I looked away. “You won’t.”
While I began to remove my skirt, he reached out, grazing my hip. We both recoiled at the touch.
“I’ve never done this,” he said.
“Me neither.”
“Really?”
“Not like this, I haven’t.”
Inching toward me, he placed a hand on my thigh and stared at it doubtfully. While he stroked my leg, I tried to estimate how much time had passed—two, three minutes? He tugged on my skirt and my eyes closed as it fell to the floor.
“Look at me? Please?”
“I’m sorry. I just . . .”
“I know.”
Then we were both naked. I tried not to see the growing hardness between his legs. I wondered if I’d even recognize Theo’s body anymore, or if it would have also withered away.

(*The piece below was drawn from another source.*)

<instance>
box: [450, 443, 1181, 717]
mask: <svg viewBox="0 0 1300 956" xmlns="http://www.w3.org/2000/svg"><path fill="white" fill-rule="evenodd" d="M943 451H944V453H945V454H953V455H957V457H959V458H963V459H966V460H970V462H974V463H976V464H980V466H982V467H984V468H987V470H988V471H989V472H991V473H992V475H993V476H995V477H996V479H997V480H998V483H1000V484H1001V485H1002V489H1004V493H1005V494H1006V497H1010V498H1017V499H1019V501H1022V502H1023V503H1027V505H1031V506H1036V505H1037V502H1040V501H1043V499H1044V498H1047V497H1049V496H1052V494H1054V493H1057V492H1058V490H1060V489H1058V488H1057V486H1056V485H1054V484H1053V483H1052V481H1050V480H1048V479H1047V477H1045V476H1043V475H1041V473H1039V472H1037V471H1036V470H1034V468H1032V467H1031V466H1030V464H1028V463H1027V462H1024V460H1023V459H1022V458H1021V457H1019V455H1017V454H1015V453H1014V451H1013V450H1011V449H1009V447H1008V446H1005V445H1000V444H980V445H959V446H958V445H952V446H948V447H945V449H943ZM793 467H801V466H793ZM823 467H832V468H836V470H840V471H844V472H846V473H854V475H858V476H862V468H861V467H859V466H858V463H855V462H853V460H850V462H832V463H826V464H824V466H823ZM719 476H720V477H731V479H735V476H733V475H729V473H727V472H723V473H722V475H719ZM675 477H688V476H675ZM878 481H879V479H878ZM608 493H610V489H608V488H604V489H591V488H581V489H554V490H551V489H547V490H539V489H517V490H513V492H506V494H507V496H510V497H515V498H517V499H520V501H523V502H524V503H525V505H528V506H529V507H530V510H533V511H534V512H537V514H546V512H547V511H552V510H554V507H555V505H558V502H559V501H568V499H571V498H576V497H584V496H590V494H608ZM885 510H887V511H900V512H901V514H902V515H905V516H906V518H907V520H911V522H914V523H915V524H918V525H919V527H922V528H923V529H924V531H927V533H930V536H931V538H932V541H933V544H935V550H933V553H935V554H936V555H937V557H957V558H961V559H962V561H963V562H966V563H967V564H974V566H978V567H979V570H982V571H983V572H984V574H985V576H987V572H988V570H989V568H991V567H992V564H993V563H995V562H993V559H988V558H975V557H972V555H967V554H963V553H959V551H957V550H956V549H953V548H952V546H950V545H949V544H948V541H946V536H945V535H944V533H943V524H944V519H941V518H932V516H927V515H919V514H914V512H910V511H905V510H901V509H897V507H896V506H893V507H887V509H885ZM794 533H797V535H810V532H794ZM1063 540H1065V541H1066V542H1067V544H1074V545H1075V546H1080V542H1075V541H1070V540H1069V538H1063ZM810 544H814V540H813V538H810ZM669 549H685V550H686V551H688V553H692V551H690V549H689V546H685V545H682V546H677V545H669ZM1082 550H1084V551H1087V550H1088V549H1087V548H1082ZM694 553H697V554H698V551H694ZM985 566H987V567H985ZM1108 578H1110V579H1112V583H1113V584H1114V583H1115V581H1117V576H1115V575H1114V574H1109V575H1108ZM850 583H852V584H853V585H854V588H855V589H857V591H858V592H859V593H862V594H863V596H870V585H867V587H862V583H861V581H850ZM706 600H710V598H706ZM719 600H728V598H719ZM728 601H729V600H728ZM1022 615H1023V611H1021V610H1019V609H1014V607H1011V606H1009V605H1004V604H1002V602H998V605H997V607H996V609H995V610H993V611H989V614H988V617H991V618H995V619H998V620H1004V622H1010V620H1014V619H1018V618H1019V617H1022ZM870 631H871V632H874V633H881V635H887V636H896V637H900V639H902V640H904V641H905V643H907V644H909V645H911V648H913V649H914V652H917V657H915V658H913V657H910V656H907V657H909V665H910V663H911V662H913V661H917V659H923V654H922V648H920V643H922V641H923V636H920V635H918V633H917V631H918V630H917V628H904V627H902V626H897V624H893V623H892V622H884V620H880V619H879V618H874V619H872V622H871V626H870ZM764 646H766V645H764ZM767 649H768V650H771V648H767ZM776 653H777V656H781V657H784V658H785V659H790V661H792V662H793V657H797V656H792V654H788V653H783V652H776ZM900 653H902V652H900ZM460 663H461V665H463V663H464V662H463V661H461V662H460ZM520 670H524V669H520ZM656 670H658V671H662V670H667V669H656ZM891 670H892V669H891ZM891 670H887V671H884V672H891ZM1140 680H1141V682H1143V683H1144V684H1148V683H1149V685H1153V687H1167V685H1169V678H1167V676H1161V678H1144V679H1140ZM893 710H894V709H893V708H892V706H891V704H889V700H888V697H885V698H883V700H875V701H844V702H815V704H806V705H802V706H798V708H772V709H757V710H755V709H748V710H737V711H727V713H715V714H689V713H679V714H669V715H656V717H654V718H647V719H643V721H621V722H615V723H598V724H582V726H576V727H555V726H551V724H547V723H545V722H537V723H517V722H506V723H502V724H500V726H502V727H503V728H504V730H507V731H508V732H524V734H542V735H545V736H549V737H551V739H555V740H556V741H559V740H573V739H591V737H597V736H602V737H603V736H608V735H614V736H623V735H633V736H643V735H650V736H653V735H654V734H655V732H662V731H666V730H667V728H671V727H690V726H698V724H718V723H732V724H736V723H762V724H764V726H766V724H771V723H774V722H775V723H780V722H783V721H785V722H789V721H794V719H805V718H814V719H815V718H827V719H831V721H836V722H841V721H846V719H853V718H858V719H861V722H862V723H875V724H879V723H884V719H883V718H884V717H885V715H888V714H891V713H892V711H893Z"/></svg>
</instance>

Ernst lowered my head onto the pillow, pulled himself on top of me. Tears gathered, but I held them in.
“Marijke?”
“I’m ready.”
He sighed, rolled off, and posit
ioned himself beside me. “Just give me a minute.”
We’d been warned what would happen if the client wasn’t satisfied. My hand wavered as I reached between his legs. “Please, go ahead.”
“No, I can’t, not like this.”
“What can I do to help?”
“You—no, nothing.” He sat up, passed me my blouse and stared up at the ceiling. “In Berlin, there was a girl I’d known since we were four or five. Her mother used to do our laundry, and whenever she came over, we would build forts from the clean linen. She had the prettiest laugh, like handbells at mass.”
I hesitated before slipping on my blouse. “Where is she now?”
He looked at me with feverish eyes. “What if I never see her again? Two of my friends have dysentery, another collapsed in the quarry yesterday. I always thought she and I would get married, have four or five children. I would have taken such good care of her.”
“I know how hard it is.”
“I’m not asking for your pity.”
“My husband is in here, somewhere.”
“Oh.” He bowed his head. “I’m sorry.” When I didn’t answer, he pulled on his trousers. “I just assumed . . . well, it doesn’t matter.”
We sat quietly, wallowing in our own shame and embarrassment. His fingers twitched against the pillowcase. Unable to stand the pained desperation in his expression, I shifted to lie down, and he curled into my back with his cheek pressed to my shoulder. I held his hand and we just lay there. After a while, a dampness crept across the back of my blouse. “Don’t cry,” I said.
“I don’t want it to end like this.”
“It won’t.” As those words left my mouth, they drifted away into nothing, but the croak in his voice gave me the resolve to offer hope, even though I had little to spare.
“What if I never touch a woman again?”
“You can’t think like that. You’ll never survive if you do.”